Het CDA heeft bij motie gevraagd de prijzen minder te verlagen en de inkomensdaling via inkomenstoeslagen of anderszins voor 100% te compenseren. Kan het CDA aangeven hoeveel deze 100% compensatie kost? Kan het aangeven waar de middelen gevonden kunnen worden? Moeten hiervoor Europese gelden aangewend worden of komt deze financiering ten laste van de nationale begroting? De keerzijde is dat hogere prijzen meer exportrestituties met zich brengen, meer interventievoorraden creëren en de toetreding van Midden- en Oost-Europese landen bemoeilijkt. Wat vindt het CDA daarvan? Graag krijg ik dat te horen.

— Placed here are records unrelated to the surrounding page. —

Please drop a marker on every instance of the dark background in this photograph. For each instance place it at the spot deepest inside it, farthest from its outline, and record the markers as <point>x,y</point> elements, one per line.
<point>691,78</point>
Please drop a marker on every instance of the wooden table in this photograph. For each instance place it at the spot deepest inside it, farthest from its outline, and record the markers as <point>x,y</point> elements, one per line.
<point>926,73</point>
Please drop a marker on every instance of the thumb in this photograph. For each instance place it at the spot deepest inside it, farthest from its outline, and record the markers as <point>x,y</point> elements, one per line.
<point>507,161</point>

De doorrekening van het CDA-verkiezingsprogramma door het CPB heb ik voor mij liggen. Daarin staat dat het CDA 1,5 mld. op de Europese Unie wil bezuinigen, onder andere door stabilisatie van de reële uitgaven. Dit geluid heeft het CDA in een algemeen overleg bevestigd, maar wat wil het CDA nu? Hoe wil zij die 1,5 mld. invullen? En wat vindt collega Balkenende daarvan? Dit voornemen staat toch in schril contrast met de motie en op deze manier is toch niet sprake van een consistent beleid.

De heer Atsma (CDA):

Mevrouw de voorzitter! Straks wil ik graag onze zienswijze op dit punt weergeven. Nu wil ik ingaan op de vraag: om hoeveel geld gaat? Ik wijs erop dat ik het nu niet over geld heb. Dit is ook precies het punt. Niemand weet waarom het gaat, de heer Geluk niet en wij niet. Daarom zeggen wij tegen de minister: geef een optimale garantie, anders stort je een groot aantal ondernemers in het diepe, in een put, in een gat; en dat willen wij niet. Daarom sprak ik over een tombola.

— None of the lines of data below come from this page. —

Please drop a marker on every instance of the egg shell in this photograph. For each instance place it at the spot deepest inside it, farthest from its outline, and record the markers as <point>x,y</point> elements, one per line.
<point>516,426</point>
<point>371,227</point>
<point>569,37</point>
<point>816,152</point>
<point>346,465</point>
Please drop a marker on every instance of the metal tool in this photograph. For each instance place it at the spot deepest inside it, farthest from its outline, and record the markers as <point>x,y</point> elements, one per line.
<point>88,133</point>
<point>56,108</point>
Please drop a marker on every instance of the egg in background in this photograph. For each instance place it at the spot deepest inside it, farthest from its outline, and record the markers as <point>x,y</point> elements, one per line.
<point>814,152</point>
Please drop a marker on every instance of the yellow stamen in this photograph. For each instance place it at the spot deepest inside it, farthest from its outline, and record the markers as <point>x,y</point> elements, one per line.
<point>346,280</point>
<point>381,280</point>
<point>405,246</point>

Overigens, het is absoluut niet zo dat het hier om geld sec gaat. Wij hebben gezegd – en de heer Geluk kan dat weten, dus hij vraagt naar de bekende weg – dat de plannen gefaseerd kunnen worden ingevoerd. Men kan nagaan of in plaats van een afroming van 15%, 20% en 30% een afroming van bijvoorbeeld 10%, 15% en 20% of 10%, 15% en 15% mogelijk is. Men kan de middelen die minister Apotheker vanmorgen terecht heeft gereserveerd, de 2,5 mld. euro voor het plattelandsbeleid, inzetten voor de brede plattelandsontwikkeling. Bij die ontwikkeling behoort de boer waarover wij het hebben een belangrijke rol te spelen. Men kan ook het instrument van de cofinanciering benutten. Natuurlijk is er ook de cross-compliancegedachte, waaraan wij sterk hechten. Ik kan nog meer voorbeelden geven. Dat doe ik niet. Ik hoop dat de gegeven voorbeelden voor de heer Geluk voldoende zijn.

De heer Geluk (VVD):

Voorzitter! De heer Atsma draait om de pot heen. Hij noemt de punten die de minister vanmorgen en vanmiddag al heeft aangegeven en waarbij sprake ook voor hem sprake is van mogelijkheden. Op mijn concrete vraag waarom bij het CDA niet sprake is van beleidsconsistentie, heb ik nog niet een antwoord gekregen. De partij van de heer Atsma zou toch voor een zeer consistent beleid moeten kiezen, maar in dezen doet zij dat niet.

De heer Atsma (CDA):

U gaf aan dat het CDA 1,5 mld. aan bezuinigingen heeft ingeboekt. In het regeerakkoord wordt gesproken van 1,3 mld., maar dat is niet ons akkoord en dat wil ik sterk markeren. Het gaat nu evenwel om de Nederlandse gulden die aan Europa wordt besteed. U weet hoeveel per saldo van die gulden terugkeert naar Nederland. Dan weet u ook dat als wij 1,3 mld. niet aan Europa besteden, hoeveel wij hier houden. Het inzetten van een substantieel deel van die 1,3 mld. om de negatieve effecten van deze operatie op te vangen, vraagt om een politieke afweging: je wilt het of je wilt het niet. Ik stel vast dat u het niet wilt, maar wij willen er graag over praten. Het gaat hierbij om een van de mogelijkheden.

De heer Geluk (VVD):

Mijn conclusie is anders. Ik ben de mening toegedaan dat het CDA de 1,5 mld. wel invult bij de berekeningen door het Centraal planbureau, maar nu niet wil invullen. Dat is inconsistent.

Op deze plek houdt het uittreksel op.